Automated Knowledge Graph Construction using ChatGPT

9 min readNov 29, 2023

Introduction

In this post, we will cover the topic of constructing a knowledge graph from raw text data using OpenAI’s gpt-3.5-turbo. LLMs have shown superior performance in text generation and question-answering tasks. Retrieval-augmented generation (RAG) has further improved their performance, allowing them to access up-to-date and domain specific knowledge. Our goal in this post is to utilize LLMs as information extraction tools, to transform raw texts into facts that can easily be queried to gain useful insights. But first, we need to define a few of the key concepts.

What is a knowledge graph?

A knowledge graph is a semantic network which represents and interlinks real-world entities. These entities often correspond to people, organizations, objects, events, and concepts. The knowledge graph consists of triplets having the following structure:

head → relation → tail

or in the terminology of the Semantic Web:

subject → predicate → object

The network representation allows us to extract and analyze the complex relationships that exist between these entities.

A knowledge graph is often accompanied by a definition of the concepts, relations, and their properties — an ontology. The ontology is a formal specification which defines the concepts and their relation in the target domain, thus providing semantics for the network.

Ontologies are used by search engines and other automated agents on the Web to understand what the content of a specific Web page means in order to index it and display it correctly.

Case description

For this use-case, we are going to create a knowledge graph using OpenAI’s gpt-3.5-turbo from product descriptions in the Amazon Products Dataset.

There are a lot of ontologies used on the Web to describe products, the most popular ones being the Good Relations Ontology, and the Product Types Ontology. Both of these ontologies extend the Schema.org Ontology.

Schema.org is a collaborative, community activity with a mission to create, maintain, and promote schemas for structured data on the Internet. Schema.org vocabulary can be used with many different encodings, including RDFa, Microdata and JSON-LD.

For the task at hand, we are going to use the Schema.org definitions for products and related concepts, including their relations, to extract triplets from product descriptions.

Implementation

We are going to implement the solution in Python. First, we need to install and import the required libraries.
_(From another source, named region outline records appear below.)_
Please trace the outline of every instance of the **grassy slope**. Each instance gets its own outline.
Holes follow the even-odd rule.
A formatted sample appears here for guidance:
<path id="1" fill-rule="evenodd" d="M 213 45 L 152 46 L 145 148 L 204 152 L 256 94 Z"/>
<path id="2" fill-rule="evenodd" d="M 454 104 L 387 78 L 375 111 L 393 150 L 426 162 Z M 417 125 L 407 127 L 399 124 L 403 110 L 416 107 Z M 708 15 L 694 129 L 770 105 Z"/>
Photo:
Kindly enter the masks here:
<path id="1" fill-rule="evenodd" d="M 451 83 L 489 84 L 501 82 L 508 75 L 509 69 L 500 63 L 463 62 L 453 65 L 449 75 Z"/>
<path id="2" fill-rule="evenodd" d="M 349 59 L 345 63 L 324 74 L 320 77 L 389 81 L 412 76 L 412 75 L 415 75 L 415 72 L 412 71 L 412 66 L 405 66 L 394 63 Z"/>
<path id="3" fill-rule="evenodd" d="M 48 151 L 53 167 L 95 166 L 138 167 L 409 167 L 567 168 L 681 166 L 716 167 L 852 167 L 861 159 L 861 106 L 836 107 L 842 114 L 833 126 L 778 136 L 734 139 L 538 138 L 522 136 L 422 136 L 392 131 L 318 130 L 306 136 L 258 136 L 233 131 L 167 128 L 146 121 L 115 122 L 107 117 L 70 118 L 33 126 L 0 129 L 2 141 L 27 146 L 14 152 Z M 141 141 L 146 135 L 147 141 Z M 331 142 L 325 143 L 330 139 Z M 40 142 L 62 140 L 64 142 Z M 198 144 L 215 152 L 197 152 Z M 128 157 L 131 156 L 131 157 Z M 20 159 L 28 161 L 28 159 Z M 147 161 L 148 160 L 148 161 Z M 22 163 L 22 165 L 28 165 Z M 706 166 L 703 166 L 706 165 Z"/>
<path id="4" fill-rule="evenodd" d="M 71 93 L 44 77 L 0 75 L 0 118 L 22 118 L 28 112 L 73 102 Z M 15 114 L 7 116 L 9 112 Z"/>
Import libraries and read the data

!pip install pandas openai sentence-transformers networkx

import json
import logging
import matplotlib.pyplot as plt
import networkx as nx
from networkx import connected_components
from openai import OpenAI
import pandas as pd
from sentence_transformers import SentenceTransformer, util

Now, we are going to read the Amazon Products Dataset as a pandas dataframe.

data = pd.read_csv("amazon_products.csv")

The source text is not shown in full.